Oui, Impunité c’est le titre du livre d’Hélène Devynck qui a été violée par PPDA, une journaliste qui a décidé de montrer comment le viol en entreprise est une institution systémique, protégé donc par le système (patriarcal of course) qui ferme si bien les yeux sur ce que subissent les femmes, ici, en tout cas. Car « à partir d’un certain niveau de célébrité, aucun Français n’a jamais été condamné pour des faits de délinquance sexuelle. Jamais. Aucun. » Classé sans suite.
(J’ouvre une parenthèse pour évoquer DSK, mais c’est en Amérique). Et de citer les femmes qui ont eu le courage de porter plainte contre ces personnes connues. Rien. « Le harcèlement prospère parce qu’il est autorisé, parce qu’il indiffère ou qu’il amuse mais aussi, comme le résume […] Jacqueline Rose, parce que le harcèlement sexuel est la performance masculine par excellence, l’acte par lequel un homme vise à convaincre sa cible non seulement qu’il est l’unique détenteur du pouvoir (ce qui est vrai) mais aussi que son pouvoir et sa sexualité sont une seule et même chose. » Sûrement pour cela que PPDA n’a pas nié avoir eu ces relations. Il s’assure juste que la personne est libre (à toutes il demande si elle est en couple). Et qu’elle est disponible.

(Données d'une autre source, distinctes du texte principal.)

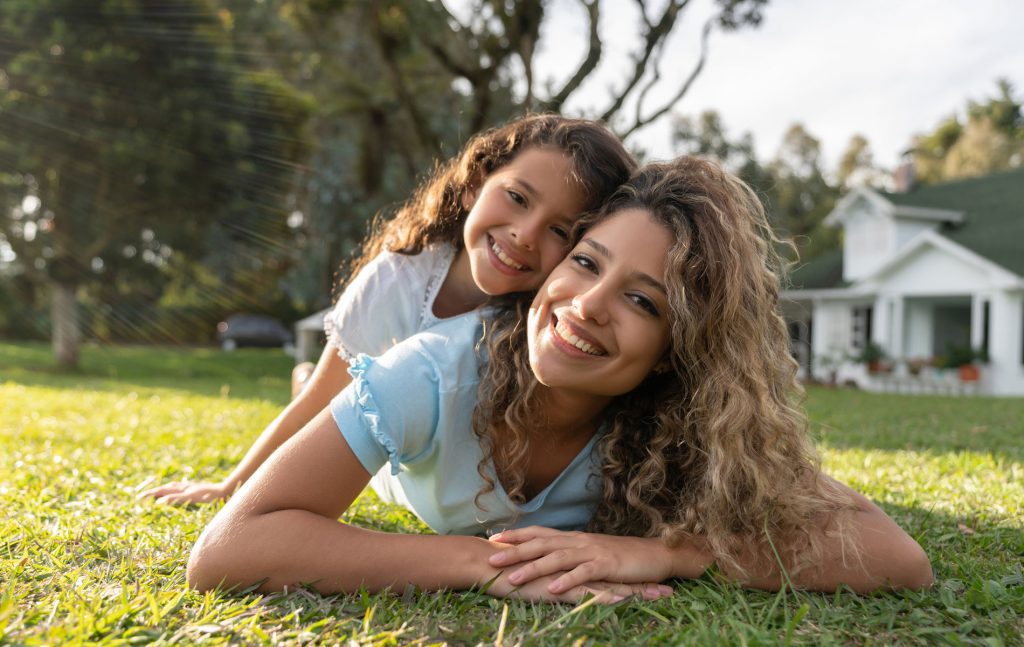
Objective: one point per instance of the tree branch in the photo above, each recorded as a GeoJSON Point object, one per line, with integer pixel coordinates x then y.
{"type": "Point", "coordinates": [641, 122]}
{"type": "Point", "coordinates": [593, 56]}
{"type": "Point", "coordinates": [651, 39]}
{"type": "Point", "coordinates": [428, 139]}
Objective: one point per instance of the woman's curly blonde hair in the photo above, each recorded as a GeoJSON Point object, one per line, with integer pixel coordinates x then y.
{"type": "Point", "coordinates": [716, 449]}
{"type": "Point", "coordinates": [598, 165]}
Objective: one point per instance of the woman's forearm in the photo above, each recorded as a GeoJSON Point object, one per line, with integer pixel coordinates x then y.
{"type": "Point", "coordinates": [291, 547]}
{"type": "Point", "coordinates": [282, 527]}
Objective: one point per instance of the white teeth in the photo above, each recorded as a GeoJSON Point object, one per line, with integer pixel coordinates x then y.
{"type": "Point", "coordinates": [583, 345]}
{"type": "Point", "coordinates": [500, 253]}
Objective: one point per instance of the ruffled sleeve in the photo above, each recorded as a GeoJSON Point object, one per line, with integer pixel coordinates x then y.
{"type": "Point", "coordinates": [388, 414]}
{"type": "Point", "coordinates": [384, 302]}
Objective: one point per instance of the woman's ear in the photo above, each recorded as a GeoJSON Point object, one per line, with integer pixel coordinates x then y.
{"type": "Point", "coordinates": [664, 365]}
{"type": "Point", "coordinates": [469, 196]}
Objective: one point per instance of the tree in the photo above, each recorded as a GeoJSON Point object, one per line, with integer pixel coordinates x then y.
{"type": "Point", "coordinates": [402, 83]}
{"type": "Point", "coordinates": [793, 185]}
{"type": "Point", "coordinates": [989, 138]}
{"type": "Point", "coordinates": [801, 196]}
{"type": "Point", "coordinates": [136, 135]}
{"type": "Point", "coordinates": [856, 166]}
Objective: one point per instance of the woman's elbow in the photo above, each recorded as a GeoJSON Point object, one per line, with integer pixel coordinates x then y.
{"type": "Point", "coordinates": [913, 569]}
{"type": "Point", "coordinates": [209, 564]}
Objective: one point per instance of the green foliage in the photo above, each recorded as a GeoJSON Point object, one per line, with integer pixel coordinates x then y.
{"type": "Point", "coordinates": [793, 185]}
{"type": "Point", "coordinates": [83, 561]}
{"type": "Point", "coordinates": [989, 137]}
{"type": "Point", "coordinates": [140, 134]}
{"type": "Point", "coordinates": [870, 353]}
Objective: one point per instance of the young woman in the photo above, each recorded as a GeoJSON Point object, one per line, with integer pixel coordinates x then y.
{"type": "Point", "coordinates": [646, 395]}
{"type": "Point", "coordinates": [493, 220]}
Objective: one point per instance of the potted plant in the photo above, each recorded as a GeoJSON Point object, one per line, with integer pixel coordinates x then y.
{"type": "Point", "coordinates": [966, 360]}
{"type": "Point", "coordinates": [873, 356]}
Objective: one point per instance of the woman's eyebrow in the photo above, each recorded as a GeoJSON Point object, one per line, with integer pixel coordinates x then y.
{"type": "Point", "coordinates": [642, 276]}
{"type": "Point", "coordinates": [529, 187]}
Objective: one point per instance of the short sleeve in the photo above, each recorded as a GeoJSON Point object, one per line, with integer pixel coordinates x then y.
{"type": "Point", "coordinates": [377, 309]}
{"type": "Point", "coordinates": [389, 413]}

L’autrice a fouillé un peu partout pour montrer comment se construit et perdure cette violence sur les femmes, pourquoi la plupart ne peut pas se défendre, avec exemple à l’appui de l’effet de sidération, et la complaisance des deux secrétaires qui ne pouvaient vraiment pas ignorer ce qu’il se passait, en cinq minutes pas plus, dans le bureau du boss.
Hélène Devynck a réussi à entrer en contact avec une vingtaine de violées et classées sans suite pour qu’elles témoignent dans ce livre. Toutes racontent la même scène, un viol (sexe, doigts ou fellation pour les malheureuses anorexiques dans la bouche desquelles il éjacule, parfois sous le portrait de sa fille anorexique suicidée). Elle montre que la justice ne répare pas, les classements sans suite étant la règle la plus courante, dissuadant les autres victimes de porter plainte. Ces hommes qui violent, eux, ne le font pas dans l’angoisse, ils font ça tranquillement parce qu’ils le peuvent et qu’ils seront impunis. La journaliste raconte que dans son métier, elle a révélé des scandales de la Vème république et n’a jamais vu l’ombre d’une rétorsion. Ah mais ici, quand il s’agit de viol, les accusés attaquent à leur tour pour diffamation. Elle sait bien que ce livre peut en entraîner car comment prouver qu’elle et toutes les autres)ont été agressées. Aucune ne s’est précipitée chez un médecin ou n’a conservé le sperme (ce qu’avait fait la stagiaire de Clinton, souvenez-vous, mais on est aux Etats-Unis).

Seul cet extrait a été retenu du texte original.